While I was at the beach earlier this week I started getting hammered with emails that one of my crons was generating errors. I eventually got out my laptop and cleared out the hundreds of error emails and turned off the cron, but just now figured out the actual problem.
The script in question parsed out the Word of the Day page to see if the word had changed. I’ve run into random problems in the past with the WOTD being broken, updated at random times of the day, and randomly broken during the day with no obvious reason, so I had a script setup to check it every minute for debugging purposes. For sure that wasn’t nice of me, but it wasn’t exactly my idea to have to go through all that effort in the first place - there is no API.
After adding some extra error checking to my script, which I should have done originally anyway, I checked the output it was downloading every time and found that it was a JPEG image being served in place of the page. Adding an extra Content-Type header displayed the image… their standard “currently unavailable, back soon” sign.
Well since I could clearly view the page in my browser without a problem, my first suspicion was right: they’re doing User Agent sniffing and killing anything that doesn’t look like a web browser. Any HTTP library you’re using will let you set arbitrary headers for your request and a simple copy and paste had the script making requests that looked identical to my Google Chrome beta.
Now really I understand why they do this, they’re trying to limit the number of hits to their page. Why it’s such a big deal is beyond me, and they could easily solve it if they were to provide a simple API endpoint for developers to use - since they obviously were targeting bots scraping the page when they made this change. I didn’t want to have to parse out their invalid HTML in the first place, a simple REST endpoint would have been much preferable.
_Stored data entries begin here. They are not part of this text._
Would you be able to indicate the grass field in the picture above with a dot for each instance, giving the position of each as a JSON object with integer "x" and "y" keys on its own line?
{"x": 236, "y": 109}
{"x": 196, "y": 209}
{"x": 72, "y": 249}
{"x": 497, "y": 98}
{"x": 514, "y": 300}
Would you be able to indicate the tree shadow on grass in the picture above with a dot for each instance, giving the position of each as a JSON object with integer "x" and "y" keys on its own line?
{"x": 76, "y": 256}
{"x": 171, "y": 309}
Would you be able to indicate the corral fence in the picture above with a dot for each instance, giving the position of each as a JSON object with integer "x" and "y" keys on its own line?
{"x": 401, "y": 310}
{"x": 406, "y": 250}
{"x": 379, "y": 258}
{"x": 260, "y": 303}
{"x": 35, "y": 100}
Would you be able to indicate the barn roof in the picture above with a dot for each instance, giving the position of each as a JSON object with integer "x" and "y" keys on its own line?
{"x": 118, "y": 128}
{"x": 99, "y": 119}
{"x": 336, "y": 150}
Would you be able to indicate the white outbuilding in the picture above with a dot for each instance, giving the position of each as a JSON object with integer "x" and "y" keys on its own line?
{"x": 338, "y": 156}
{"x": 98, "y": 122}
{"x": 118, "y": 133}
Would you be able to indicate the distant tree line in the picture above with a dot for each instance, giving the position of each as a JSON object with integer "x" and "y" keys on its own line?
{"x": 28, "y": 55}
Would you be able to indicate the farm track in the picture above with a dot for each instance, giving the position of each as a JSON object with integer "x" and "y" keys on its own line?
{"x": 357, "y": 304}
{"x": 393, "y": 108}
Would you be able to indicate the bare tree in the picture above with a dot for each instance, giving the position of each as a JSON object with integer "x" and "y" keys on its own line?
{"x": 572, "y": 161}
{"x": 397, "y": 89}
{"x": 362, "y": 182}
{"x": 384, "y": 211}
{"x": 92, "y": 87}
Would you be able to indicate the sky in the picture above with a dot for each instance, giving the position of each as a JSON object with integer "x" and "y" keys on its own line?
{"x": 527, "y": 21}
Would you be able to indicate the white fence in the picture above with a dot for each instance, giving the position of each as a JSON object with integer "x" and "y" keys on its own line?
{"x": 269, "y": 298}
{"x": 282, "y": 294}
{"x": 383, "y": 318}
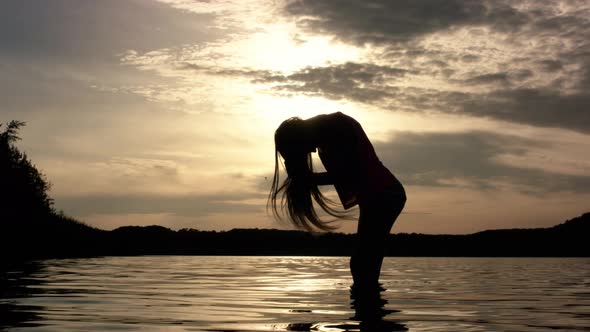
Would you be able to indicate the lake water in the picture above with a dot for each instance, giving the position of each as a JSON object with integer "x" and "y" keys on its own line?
{"x": 213, "y": 293}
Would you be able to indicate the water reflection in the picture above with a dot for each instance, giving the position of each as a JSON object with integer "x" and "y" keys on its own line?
{"x": 16, "y": 282}
{"x": 294, "y": 294}
{"x": 369, "y": 309}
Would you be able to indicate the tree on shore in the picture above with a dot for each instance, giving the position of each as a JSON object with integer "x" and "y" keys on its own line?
{"x": 24, "y": 189}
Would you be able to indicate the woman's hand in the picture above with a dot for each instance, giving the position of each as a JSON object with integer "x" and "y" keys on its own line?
{"x": 322, "y": 179}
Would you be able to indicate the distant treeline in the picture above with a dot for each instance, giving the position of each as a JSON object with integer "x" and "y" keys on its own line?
{"x": 72, "y": 240}
{"x": 30, "y": 228}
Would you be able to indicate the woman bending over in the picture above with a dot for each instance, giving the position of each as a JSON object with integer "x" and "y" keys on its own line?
{"x": 357, "y": 174}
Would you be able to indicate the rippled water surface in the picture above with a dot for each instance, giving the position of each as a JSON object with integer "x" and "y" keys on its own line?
{"x": 212, "y": 293}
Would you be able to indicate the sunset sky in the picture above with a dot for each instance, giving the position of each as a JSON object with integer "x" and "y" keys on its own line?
{"x": 163, "y": 112}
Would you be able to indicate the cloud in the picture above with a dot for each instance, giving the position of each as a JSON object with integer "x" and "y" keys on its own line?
{"x": 84, "y": 30}
{"x": 188, "y": 205}
{"x": 523, "y": 62}
{"x": 473, "y": 159}
{"x": 379, "y": 22}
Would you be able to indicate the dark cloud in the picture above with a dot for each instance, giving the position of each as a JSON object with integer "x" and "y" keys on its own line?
{"x": 471, "y": 158}
{"x": 546, "y": 84}
{"x": 388, "y": 22}
{"x": 536, "y": 107}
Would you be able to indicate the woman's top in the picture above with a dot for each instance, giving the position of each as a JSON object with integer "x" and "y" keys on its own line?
{"x": 349, "y": 157}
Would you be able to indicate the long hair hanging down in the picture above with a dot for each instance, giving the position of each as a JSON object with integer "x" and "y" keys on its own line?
{"x": 295, "y": 196}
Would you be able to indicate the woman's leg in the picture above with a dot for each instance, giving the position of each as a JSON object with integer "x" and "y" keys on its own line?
{"x": 375, "y": 221}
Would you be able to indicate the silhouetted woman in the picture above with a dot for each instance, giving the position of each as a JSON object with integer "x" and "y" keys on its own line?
{"x": 355, "y": 171}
The real moral of this rant is that they’ve made an enemy, rather than a friend. If there had been an API to use that clearly set limits for each IP / user and told you when it was updated (maybe a TTL field like Yahoo! uses on their APIs) they’d have gotten a very loyal fan that told everyone how easy it was to use. Instead they decided to repeatedly make it difficult on me and that doesn’t make me want to recommend anything they do to anyone I know.